By the end of April the edema in my lower legs was noticeable and causing restriction in my range of motion. I went to another doctor, who told me this:
You may have a blood clot in your lower leg, but bilateral blood clots are unusual, still we need to do bilateral ultrasounds to rule it out because if you do have one and you fly, as you do frequently, and the blood clot dislodges and goes to your brain, you fall over and you die. You’re on a plane, there’s no one there to help you, and by the time you land, you’re just dead. But probably you do not have a blood clot, more than likely you just have heart failure. Heart failure is easier to deal with, you find the cause, treat that, and you’re fine. But in the meantime, we will want to control the fluid. Because you can drown in your own fluids. The fluid overtakes your lungs, you fall over, and you die. And then you’re just dead. What I want you to realize is that your 49 not 29, you need to slow down. Now, let’s get those tests ordered.

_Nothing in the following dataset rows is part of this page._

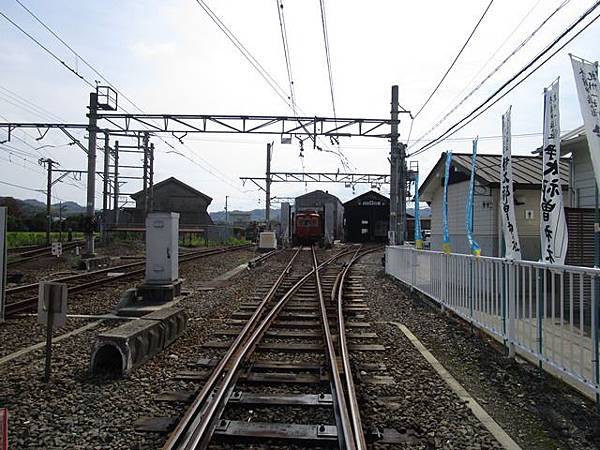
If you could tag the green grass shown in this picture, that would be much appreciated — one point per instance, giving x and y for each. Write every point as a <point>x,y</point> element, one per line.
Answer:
<point>24,238</point>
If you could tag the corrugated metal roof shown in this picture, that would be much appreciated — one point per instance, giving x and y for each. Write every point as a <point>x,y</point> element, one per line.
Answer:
<point>526,169</point>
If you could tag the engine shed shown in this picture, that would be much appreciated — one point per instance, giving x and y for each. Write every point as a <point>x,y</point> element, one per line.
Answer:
<point>366,218</point>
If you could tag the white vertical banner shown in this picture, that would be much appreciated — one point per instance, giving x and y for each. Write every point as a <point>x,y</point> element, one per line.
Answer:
<point>588,91</point>
<point>507,202</point>
<point>3,264</point>
<point>553,224</point>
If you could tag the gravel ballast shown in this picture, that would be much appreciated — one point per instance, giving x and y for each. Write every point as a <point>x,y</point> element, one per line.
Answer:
<point>536,410</point>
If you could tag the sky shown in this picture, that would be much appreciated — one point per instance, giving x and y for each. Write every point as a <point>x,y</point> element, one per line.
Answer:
<point>170,57</point>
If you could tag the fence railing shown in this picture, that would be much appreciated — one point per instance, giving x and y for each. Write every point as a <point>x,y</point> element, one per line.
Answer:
<point>547,312</point>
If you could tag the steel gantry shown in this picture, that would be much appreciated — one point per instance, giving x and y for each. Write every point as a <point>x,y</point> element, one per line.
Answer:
<point>103,118</point>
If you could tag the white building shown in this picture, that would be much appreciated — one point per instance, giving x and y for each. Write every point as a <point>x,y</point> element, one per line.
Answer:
<point>527,176</point>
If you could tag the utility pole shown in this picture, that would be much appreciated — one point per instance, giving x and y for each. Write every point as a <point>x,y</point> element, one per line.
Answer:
<point>105,182</point>
<point>116,184</point>
<point>91,176</point>
<point>145,176</point>
<point>402,194</point>
<point>394,163</point>
<point>151,178</point>
<point>268,189</point>
<point>60,208</point>
<point>49,163</point>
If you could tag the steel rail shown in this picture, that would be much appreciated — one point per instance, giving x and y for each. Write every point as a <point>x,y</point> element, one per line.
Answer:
<point>346,438</point>
<point>195,429</point>
<point>354,409</point>
<point>26,287</point>
<point>26,304</point>
<point>34,253</point>
<point>181,436</point>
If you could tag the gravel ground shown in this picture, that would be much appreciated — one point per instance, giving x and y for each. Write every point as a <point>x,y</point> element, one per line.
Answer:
<point>77,411</point>
<point>47,266</point>
<point>538,411</point>
<point>23,332</point>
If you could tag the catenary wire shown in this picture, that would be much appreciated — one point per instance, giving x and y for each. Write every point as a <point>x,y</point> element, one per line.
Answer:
<point>478,110</point>
<point>455,59</point>
<point>497,68</point>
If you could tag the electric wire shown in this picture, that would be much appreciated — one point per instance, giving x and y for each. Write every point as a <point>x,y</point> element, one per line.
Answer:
<point>493,55</point>
<point>97,72</point>
<point>496,69</point>
<point>43,47</point>
<point>343,159</point>
<point>286,52</point>
<point>20,187</point>
<point>246,53</point>
<point>476,112</point>
<point>275,86</point>
<point>327,54</point>
<point>455,59</point>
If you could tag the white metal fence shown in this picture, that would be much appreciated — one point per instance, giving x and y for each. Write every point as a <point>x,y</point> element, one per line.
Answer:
<point>549,313</point>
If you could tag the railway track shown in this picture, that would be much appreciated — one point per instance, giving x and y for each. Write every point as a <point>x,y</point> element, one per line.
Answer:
<point>25,297</point>
<point>23,254</point>
<point>252,394</point>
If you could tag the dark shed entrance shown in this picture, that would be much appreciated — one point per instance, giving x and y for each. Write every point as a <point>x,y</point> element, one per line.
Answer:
<point>366,218</point>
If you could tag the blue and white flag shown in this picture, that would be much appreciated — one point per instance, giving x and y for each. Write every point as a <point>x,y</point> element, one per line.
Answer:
<point>473,245</point>
<point>553,223</point>
<point>446,248</point>
<point>507,197</point>
<point>418,236</point>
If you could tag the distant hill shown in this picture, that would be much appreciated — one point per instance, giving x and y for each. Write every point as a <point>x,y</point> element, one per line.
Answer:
<point>256,215</point>
<point>259,214</point>
<point>30,206</point>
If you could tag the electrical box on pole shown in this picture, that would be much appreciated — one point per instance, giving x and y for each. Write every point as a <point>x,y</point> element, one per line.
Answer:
<point>268,188</point>
<point>394,172</point>
<point>3,256</point>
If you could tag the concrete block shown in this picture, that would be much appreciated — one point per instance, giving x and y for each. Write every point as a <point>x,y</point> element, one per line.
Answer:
<point>119,351</point>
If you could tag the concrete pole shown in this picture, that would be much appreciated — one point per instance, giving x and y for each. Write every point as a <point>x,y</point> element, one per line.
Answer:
<point>402,194</point>
<point>105,181</point>
<point>49,201</point>
<point>116,185</point>
<point>145,176</point>
<point>91,176</point>
<point>268,189</point>
<point>151,178</point>
<point>394,178</point>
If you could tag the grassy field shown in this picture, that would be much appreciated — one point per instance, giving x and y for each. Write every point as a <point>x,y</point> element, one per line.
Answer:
<point>23,238</point>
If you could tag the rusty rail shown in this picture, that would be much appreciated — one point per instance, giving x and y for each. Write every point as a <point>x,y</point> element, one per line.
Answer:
<point>20,306</point>
<point>195,429</point>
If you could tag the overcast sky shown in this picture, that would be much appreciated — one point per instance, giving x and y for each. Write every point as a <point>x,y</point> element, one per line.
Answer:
<point>169,57</point>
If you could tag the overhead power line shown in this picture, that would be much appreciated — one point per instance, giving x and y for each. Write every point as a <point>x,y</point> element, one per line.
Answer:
<point>108,82</point>
<point>493,98</point>
<point>275,86</point>
<point>327,54</point>
<point>455,59</point>
<point>286,52</point>
<point>21,187</point>
<point>246,53</point>
<point>43,47</point>
<point>496,69</point>
<point>509,35</point>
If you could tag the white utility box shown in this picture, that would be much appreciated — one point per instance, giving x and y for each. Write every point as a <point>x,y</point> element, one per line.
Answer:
<point>267,241</point>
<point>162,248</point>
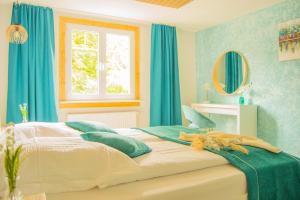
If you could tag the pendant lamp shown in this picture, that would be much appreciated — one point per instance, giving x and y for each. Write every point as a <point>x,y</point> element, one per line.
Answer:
<point>16,33</point>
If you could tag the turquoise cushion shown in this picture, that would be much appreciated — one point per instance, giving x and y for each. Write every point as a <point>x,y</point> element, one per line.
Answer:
<point>86,126</point>
<point>130,146</point>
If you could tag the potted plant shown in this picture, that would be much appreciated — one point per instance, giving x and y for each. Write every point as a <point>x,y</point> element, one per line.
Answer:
<point>12,162</point>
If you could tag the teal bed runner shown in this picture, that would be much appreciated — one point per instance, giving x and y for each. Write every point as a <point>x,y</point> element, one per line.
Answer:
<point>269,176</point>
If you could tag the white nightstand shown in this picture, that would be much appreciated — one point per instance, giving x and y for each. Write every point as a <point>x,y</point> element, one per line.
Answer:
<point>246,115</point>
<point>41,196</point>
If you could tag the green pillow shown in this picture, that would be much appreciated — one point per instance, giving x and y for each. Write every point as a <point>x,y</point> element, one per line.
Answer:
<point>130,146</point>
<point>86,126</point>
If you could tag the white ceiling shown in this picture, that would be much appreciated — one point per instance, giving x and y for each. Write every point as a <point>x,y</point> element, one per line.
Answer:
<point>197,15</point>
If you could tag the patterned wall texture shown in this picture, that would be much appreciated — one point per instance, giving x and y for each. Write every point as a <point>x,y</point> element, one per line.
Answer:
<point>276,85</point>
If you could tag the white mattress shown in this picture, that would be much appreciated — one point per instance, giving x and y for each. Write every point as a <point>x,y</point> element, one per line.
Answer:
<point>61,164</point>
<point>215,183</point>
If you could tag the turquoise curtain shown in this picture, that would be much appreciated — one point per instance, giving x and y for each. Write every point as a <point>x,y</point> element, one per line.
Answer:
<point>30,67</point>
<point>165,106</point>
<point>234,72</point>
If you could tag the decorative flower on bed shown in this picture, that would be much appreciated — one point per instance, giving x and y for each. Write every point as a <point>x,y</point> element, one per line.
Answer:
<point>219,140</point>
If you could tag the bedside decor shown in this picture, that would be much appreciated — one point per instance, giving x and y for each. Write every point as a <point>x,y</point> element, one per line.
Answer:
<point>16,33</point>
<point>12,164</point>
<point>206,87</point>
<point>289,40</point>
<point>23,109</point>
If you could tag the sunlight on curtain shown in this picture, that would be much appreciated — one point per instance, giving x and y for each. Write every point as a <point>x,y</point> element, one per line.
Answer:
<point>30,68</point>
<point>165,105</point>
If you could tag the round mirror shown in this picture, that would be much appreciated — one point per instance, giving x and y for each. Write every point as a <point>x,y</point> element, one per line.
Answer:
<point>230,73</point>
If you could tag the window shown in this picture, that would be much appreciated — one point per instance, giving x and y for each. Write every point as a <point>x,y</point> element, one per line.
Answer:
<point>99,64</point>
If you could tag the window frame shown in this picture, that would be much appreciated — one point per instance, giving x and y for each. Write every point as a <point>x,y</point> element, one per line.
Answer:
<point>68,101</point>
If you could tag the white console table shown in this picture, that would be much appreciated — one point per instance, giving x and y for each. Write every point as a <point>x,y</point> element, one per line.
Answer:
<point>246,115</point>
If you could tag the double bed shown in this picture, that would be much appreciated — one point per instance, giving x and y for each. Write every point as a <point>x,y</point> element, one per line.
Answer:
<point>64,166</point>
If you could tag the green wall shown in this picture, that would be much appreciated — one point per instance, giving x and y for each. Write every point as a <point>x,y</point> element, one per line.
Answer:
<point>276,85</point>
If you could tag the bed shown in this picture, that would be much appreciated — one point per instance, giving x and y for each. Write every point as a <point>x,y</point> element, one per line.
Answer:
<point>64,166</point>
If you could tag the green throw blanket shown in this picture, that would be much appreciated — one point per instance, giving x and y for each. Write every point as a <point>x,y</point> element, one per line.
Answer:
<point>269,176</point>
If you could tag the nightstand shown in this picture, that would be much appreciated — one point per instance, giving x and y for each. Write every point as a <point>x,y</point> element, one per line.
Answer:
<point>41,196</point>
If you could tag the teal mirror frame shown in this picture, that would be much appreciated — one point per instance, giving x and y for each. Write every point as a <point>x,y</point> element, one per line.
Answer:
<point>236,86</point>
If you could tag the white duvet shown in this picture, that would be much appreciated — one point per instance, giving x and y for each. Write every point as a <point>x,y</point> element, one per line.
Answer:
<point>58,160</point>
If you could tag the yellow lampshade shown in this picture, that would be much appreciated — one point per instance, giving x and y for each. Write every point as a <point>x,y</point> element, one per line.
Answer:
<point>16,34</point>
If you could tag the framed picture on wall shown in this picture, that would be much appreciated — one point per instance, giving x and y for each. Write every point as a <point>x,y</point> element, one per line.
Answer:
<point>289,40</point>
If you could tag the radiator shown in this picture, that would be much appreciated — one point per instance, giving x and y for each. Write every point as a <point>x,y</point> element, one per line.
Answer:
<point>112,119</point>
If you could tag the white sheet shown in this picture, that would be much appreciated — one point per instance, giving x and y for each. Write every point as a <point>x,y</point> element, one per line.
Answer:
<point>215,183</point>
<point>58,160</point>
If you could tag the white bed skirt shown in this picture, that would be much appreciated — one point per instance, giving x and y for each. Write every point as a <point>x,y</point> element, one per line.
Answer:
<point>216,183</point>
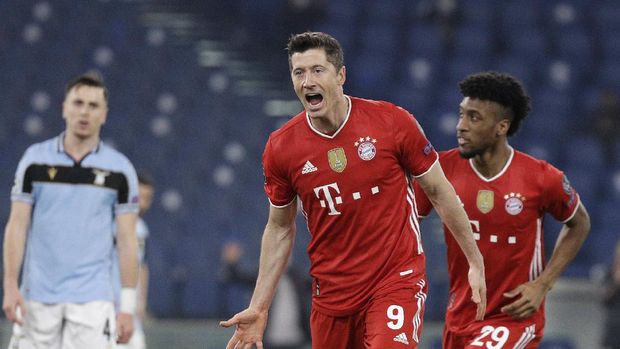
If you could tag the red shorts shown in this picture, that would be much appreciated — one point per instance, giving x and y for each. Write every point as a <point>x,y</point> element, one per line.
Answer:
<point>389,321</point>
<point>495,334</point>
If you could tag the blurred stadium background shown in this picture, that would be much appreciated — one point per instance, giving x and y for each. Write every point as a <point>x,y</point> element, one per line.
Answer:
<point>197,86</point>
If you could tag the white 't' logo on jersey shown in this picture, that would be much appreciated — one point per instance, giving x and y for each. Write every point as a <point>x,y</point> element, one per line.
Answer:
<point>327,197</point>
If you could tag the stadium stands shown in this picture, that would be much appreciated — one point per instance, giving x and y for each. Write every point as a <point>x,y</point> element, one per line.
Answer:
<point>188,101</point>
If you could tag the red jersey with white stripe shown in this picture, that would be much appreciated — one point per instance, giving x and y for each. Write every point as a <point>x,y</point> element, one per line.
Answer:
<point>356,194</point>
<point>506,214</point>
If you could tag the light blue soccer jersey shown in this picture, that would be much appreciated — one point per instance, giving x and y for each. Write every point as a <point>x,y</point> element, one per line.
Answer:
<point>70,240</point>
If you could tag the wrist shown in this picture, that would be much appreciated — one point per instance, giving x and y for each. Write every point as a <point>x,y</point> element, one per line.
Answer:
<point>128,301</point>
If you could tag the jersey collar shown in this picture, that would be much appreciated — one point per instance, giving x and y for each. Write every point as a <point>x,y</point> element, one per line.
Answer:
<point>504,169</point>
<point>339,128</point>
<point>60,147</point>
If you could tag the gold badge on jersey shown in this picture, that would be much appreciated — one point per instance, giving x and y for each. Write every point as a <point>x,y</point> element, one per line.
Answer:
<point>337,159</point>
<point>484,201</point>
<point>51,172</point>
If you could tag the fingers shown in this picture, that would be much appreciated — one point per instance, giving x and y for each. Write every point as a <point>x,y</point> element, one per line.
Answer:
<point>230,322</point>
<point>513,293</point>
<point>235,343</point>
<point>232,343</point>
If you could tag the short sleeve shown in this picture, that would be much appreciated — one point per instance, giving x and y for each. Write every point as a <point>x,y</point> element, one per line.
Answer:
<point>127,201</point>
<point>560,199</point>
<point>278,187</point>
<point>22,185</point>
<point>417,154</point>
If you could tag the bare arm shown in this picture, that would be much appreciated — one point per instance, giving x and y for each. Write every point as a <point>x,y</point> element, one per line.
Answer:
<point>143,287</point>
<point>443,197</point>
<point>571,237</point>
<point>127,245</point>
<point>13,254</point>
<point>276,248</point>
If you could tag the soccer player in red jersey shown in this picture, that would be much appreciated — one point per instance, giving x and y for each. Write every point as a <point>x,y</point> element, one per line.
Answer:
<point>350,163</point>
<point>505,193</point>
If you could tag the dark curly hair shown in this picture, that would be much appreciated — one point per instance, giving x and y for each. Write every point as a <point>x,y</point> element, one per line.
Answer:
<point>501,88</point>
<point>303,42</point>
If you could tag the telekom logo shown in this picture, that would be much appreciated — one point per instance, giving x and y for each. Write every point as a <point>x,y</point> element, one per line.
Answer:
<point>329,196</point>
<point>324,194</point>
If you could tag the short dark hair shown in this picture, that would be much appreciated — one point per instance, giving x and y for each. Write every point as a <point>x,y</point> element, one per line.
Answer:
<point>303,42</point>
<point>89,79</point>
<point>501,88</point>
<point>145,178</point>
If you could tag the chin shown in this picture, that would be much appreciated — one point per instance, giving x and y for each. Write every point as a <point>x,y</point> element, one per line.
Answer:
<point>467,154</point>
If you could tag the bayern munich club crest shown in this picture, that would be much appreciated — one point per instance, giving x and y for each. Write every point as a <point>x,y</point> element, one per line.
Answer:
<point>366,148</point>
<point>514,203</point>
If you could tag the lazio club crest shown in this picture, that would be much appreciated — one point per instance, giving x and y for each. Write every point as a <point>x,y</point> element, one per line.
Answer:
<point>484,201</point>
<point>337,159</point>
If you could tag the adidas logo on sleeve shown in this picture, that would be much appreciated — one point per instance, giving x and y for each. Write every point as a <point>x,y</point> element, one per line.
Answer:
<point>308,167</point>
<point>402,338</point>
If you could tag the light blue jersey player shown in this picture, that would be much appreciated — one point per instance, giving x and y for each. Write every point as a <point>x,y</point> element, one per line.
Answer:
<point>70,193</point>
<point>146,186</point>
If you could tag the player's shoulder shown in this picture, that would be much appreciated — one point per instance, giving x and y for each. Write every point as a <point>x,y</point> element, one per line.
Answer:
<point>450,155</point>
<point>289,130</point>
<point>377,106</point>
<point>113,153</point>
<point>42,149</point>
<point>530,163</point>
<point>451,159</point>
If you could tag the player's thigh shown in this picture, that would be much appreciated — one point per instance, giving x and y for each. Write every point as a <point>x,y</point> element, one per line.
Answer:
<point>42,327</point>
<point>395,320</point>
<point>331,332</point>
<point>505,335</point>
<point>90,325</point>
<point>137,340</point>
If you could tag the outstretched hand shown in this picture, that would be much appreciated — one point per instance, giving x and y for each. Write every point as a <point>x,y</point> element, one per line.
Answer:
<point>14,305</point>
<point>532,295</point>
<point>250,328</point>
<point>478,290</point>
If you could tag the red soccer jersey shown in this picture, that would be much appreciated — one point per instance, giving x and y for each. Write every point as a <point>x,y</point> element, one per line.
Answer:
<point>357,197</point>
<point>506,214</point>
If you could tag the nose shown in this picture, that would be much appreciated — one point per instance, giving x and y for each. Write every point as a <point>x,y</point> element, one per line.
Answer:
<point>307,82</point>
<point>461,124</point>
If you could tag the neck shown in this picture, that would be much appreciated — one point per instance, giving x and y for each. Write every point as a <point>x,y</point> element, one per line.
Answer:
<point>78,147</point>
<point>332,122</point>
<point>493,160</point>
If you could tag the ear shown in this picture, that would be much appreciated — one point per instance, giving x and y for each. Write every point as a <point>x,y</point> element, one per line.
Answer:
<point>502,127</point>
<point>342,75</point>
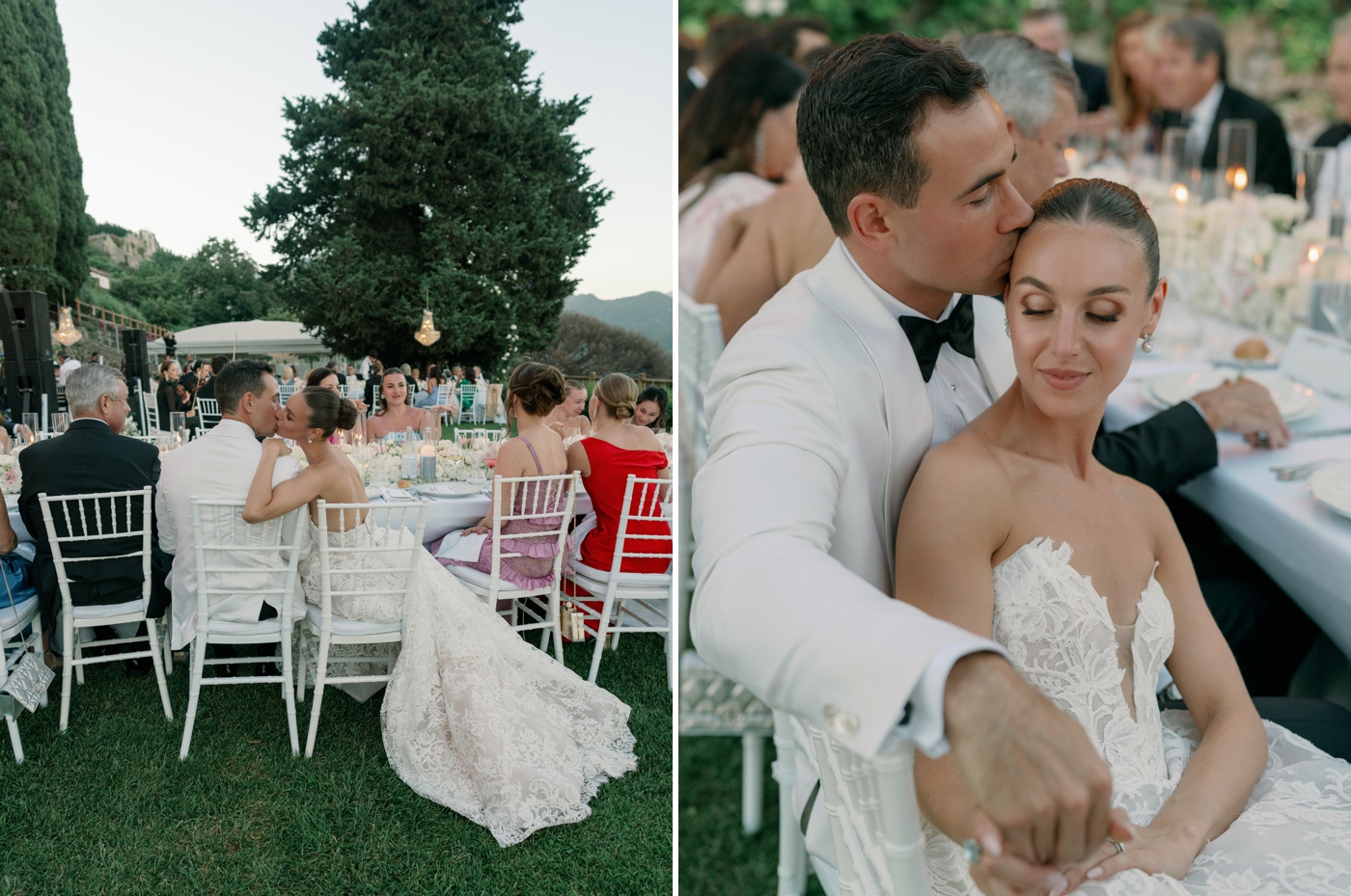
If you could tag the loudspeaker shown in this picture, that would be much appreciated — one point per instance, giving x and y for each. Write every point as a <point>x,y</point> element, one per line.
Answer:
<point>137,368</point>
<point>29,371</point>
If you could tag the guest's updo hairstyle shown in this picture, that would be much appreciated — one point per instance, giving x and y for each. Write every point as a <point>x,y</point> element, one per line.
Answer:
<point>328,411</point>
<point>619,394</point>
<point>1098,202</point>
<point>540,388</point>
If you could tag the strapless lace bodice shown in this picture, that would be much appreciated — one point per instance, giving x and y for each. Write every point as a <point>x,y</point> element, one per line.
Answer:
<point>1294,835</point>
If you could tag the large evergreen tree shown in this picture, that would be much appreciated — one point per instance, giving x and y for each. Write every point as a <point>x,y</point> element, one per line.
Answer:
<point>43,232</point>
<point>436,169</point>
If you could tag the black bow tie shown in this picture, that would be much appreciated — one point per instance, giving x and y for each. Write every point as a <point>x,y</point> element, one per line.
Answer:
<point>927,337</point>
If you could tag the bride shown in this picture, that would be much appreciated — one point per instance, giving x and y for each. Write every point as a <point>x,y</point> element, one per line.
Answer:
<point>1013,530</point>
<point>475,719</point>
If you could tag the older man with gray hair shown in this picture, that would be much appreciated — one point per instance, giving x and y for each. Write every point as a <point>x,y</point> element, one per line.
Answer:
<point>91,457</point>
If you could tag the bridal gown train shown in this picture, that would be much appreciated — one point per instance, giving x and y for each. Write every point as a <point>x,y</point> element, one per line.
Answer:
<point>476,719</point>
<point>1294,832</point>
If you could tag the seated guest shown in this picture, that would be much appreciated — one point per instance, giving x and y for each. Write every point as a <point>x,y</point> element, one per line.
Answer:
<point>1192,94</point>
<point>208,389</point>
<point>533,391</point>
<point>566,419</point>
<point>650,409</point>
<point>1049,30</point>
<point>88,457</point>
<point>605,460</point>
<point>220,466</point>
<point>396,411</point>
<point>172,397</point>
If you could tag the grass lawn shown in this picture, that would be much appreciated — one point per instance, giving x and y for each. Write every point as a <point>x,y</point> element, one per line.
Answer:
<point>716,857</point>
<point>108,807</point>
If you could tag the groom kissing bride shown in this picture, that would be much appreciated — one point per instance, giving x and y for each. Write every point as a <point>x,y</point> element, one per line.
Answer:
<point>1039,590</point>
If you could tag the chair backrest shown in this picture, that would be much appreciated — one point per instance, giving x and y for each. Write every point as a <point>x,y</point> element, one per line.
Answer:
<point>400,543</point>
<point>644,501</point>
<point>873,814</point>
<point>546,502</point>
<point>209,411</point>
<point>98,528</point>
<point>239,557</point>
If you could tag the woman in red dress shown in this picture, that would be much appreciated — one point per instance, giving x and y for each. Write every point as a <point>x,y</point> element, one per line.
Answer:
<point>605,460</point>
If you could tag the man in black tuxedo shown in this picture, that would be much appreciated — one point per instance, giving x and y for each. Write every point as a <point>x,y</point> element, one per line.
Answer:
<point>1049,30</point>
<point>1192,94</point>
<point>94,456</point>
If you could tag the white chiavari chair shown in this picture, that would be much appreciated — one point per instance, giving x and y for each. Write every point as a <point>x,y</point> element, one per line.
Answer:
<point>400,541</point>
<point>209,412</point>
<point>873,815</point>
<point>650,591</point>
<point>88,520</point>
<point>14,646</point>
<point>219,533</point>
<point>546,501</point>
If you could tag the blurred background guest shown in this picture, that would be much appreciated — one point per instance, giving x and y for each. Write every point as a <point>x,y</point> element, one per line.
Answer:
<point>725,34</point>
<point>1192,91</point>
<point>736,141</point>
<point>1130,71</point>
<point>1049,30</point>
<point>650,409</point>
<point>797,38</point>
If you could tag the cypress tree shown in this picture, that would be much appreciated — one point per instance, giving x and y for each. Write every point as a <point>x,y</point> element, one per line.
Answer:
<point>42,242</point>
<point>436,170</point>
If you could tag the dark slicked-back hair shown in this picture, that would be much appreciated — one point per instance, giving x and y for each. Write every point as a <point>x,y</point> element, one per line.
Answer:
<point>862,110</point>
<point>239,378</point>
<point>1104,203</point>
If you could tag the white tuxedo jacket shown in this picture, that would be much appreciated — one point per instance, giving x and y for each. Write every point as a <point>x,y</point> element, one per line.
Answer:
<point>817,421</point>
<point>219,466</point>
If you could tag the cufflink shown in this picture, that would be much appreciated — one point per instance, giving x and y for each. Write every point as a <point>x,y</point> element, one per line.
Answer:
<point>841,723</point>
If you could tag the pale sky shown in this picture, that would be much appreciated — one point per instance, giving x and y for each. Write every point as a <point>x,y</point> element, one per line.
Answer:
<point>178,108</point>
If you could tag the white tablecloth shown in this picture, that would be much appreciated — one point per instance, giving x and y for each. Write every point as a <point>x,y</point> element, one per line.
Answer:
<point>1304,547</point>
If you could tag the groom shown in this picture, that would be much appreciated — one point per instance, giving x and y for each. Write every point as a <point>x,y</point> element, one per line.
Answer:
<point>220,466</point>
<point>820,411</point>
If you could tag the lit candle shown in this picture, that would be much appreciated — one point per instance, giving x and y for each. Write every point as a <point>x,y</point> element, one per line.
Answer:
<point>427,457</point>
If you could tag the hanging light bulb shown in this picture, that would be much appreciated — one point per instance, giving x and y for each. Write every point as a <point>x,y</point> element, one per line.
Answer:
<point>67,332</point>
<point>427,334</point>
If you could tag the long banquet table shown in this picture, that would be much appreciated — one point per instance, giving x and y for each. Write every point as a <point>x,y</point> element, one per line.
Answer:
<point>1304,547</point>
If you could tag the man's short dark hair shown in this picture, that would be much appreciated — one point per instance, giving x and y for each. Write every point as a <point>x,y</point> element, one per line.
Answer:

They did an EKG (which was normal), a chest x-ray (which was normal), a full blood panel (which was normal), bilateral ultrasounds on my legs (which were normal), and finally an echocardiogram (which was….you guessed it….normal). The only thing abnormal was that my blood pressure was high for me. I had told both of these docs about my illness in December and that I had not felt quite right since.
This month I went to North Dakota to teach. It was dusty and windy. By Sunday, my lungs were seizing up. I went home on Monday with a full blown case of bronchitis. My family teased me, “you’re allergic to North Dakota,” they said. This past Sunday, with my lungs still locked up, unable to take a comfortable breath, unable to take a deep breath without coughing, I went to another doctor. This time in an urgent care.
She listened to my chest. I was wheezing, she said. They did a breath test, which I coughed my way through, then a nebulizer treatment, then another breath test. Halfway through the nebulizer treatment, my lungs opened and I could breathe, that is when I knew that I had not been breathing well for months. The second breath test was much better. She diagnosed me with bronchitis and walking pneumonia.
Steroids are not my favorite things, and I refused the prednisone. I have only taken it once in my life and it was the worst experience I have ever had with any pharmaceutical. Monday morning I had a fight with myself. I was trying to convince my stubborn drug averse self that I needed to use the steroid inhaler I was prescribed.
I have been working very hard the past 6 months, and obviously ignoring myself. I am using the steroid inhaler, the other inhaler, taking the antibiotic, steaming twice a day, etc. I feel better than I have for quite a while. My blood pressure is down, and so is the edema in my lower legs. Sometimes what is most obvious (higher blood pressure and edema) is not the cause of the problems, and all things are related (higher blood pressure can cause edema and not breathing well can cause higher blood pressure). Good lesson to be reminded of. Very glad I am finally treating the correct thing.